Entre as chamadas carnes de laboratório, cultivadas a partir de células animais, o crescimento foi ainda mais impressionante: empresas de carne e frutos do mar cultivados garantiram US$ 1,4 bilhão em investimentos em 2021 - o maior volume levantado em qualquer ano na história do setor e mais de três vezes os US$ 400 milhões arrecadados em 2020.

A quantia se explica pela necessidade de capital intensivo para levar as proteínas cultivadas dos laboratórios aos mercados. As técnicas de multiplicação celular já são dominadas em vários países, mas os desafios das indústrias para dar escala a esse processo e conquistar os consumidores ainda são grandes.

“Para se colocar como fazenda do futuro, é preciso ainda resolver várias questões que permitam dar escala a esse modelo de produção”, afirma Tatiana Nery, engenheira de Alimentos do Senai Cimatec em Salvador (BA).

“Os custos de produção são muito altos. Os nutrientes usados nos meios de cultivo são muitos caros, assim como os biorreatores utilizados na multiplicação das células. Precisamos trazer tudo isso para um custo mais acessível, de forma que esses produtos não sejam exclusivos para públicos de maior poder aquisitivo”, diz.

Com pós-doutorado em Engenharia Química, ela participou da equipe que acaba de conquistar um feito: obter, através de uma bioimpressora 3D, um corte de carne produzido a partir de células troncos retiradas da medula ou da pele de bovinos.
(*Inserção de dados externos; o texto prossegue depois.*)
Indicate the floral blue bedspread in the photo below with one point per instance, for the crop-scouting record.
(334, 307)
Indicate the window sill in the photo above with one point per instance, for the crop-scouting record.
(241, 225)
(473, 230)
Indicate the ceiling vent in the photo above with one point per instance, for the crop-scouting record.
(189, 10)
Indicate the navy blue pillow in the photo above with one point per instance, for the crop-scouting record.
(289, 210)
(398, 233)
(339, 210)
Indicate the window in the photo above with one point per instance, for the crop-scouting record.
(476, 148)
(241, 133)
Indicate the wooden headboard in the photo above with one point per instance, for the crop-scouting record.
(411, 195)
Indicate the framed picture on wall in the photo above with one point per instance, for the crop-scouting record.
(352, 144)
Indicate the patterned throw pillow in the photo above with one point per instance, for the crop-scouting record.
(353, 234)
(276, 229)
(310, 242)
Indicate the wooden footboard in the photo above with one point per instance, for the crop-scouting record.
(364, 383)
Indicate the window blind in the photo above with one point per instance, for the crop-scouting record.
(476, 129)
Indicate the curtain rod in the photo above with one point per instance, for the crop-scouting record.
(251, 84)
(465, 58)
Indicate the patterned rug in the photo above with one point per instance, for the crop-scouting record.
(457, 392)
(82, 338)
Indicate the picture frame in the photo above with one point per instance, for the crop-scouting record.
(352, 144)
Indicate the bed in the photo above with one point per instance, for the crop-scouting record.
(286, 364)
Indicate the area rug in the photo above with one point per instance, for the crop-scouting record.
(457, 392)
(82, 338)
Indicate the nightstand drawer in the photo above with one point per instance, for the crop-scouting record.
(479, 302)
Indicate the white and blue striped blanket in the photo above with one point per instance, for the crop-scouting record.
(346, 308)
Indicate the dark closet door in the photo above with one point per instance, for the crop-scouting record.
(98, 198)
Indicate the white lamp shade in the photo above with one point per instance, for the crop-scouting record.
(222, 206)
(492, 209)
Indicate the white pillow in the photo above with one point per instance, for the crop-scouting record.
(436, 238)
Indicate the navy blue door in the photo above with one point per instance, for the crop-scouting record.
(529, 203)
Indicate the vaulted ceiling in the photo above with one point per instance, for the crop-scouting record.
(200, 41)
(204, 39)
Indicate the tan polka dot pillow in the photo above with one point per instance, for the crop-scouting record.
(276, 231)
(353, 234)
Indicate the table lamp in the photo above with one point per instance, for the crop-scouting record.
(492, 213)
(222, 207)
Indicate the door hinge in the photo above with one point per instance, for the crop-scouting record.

Combinadas a biomateriais comestíveis, que formam a parte sólida da proteína, elas ganham estrutura e podem assumir aparência e textura de um bife com gordura, por exemplo. “Estamos trabalhando na inovação para internalizar esse conhecimento, qualificar profissionais e trazer esses insumos para a matriz brasileira”, afirma Tatiana.

Um exemplo da desejada substituição de insumos é o uso, pelos pesquisadores do Cimatec, de quitosina, substância extraída da casca do camarão, como componente na estrutura do bife de laboratório. “Na estrutura de grãos que produzimos também há muitos materiais promissores”, afirma a cientista.

Futuro ao ponto

Tatiana acredita que o produto pode ter uma versão comercial em cerca de cinco anos, dependendo também das questões regulatórias em torno dessa nova categoria de alimentos – atualmente, a venda de carne cultivada a partir de células animais só é permitida em Singapura – outro dos desafios do setor.

Enquanto isso, a equipe multidisciplinar envolvida no projeto, que inclui de médicos a engenheiros de materiais e mecânicos, mantém as pesquisas para aperfeiçoar sabor, textura e aparência dos seus protótipos.

“Muitas pessoas querem migrar para esse tipo de produto, seja em função de questões ambientais, de bem-estar animal ou qualquer outra, mas querem sentir o sabor bem parecido ao do produto convencional”, diz ela.

Nesse sentido, o plant based é uma tendência mais consolidada. Mas o futuro permite muitas novas possibilidades. À base de plantas ou do cultivo de células animais, dentro de alguns anos esses novos alimentos podem ser desenhados sob medida para cada consumidor, funcionando como veículos para nutrientes e medicamentos, o que é mais complexo de se fazer nos alimentos convencionais.

“O Exército americano já está até mesmo testando biosensores, conectando o corpo dos soldados a uma base de dados, que indicará, individualmente, a perda de água e nutrientes em ação”, conta Tatiana, do Senai Cimatec. “E utiliza esses dados para preparar rações feitas para repor essas perdas. Isso poderá, um dia, ser feito com qualquer um de nós através de alimentos alternativos.”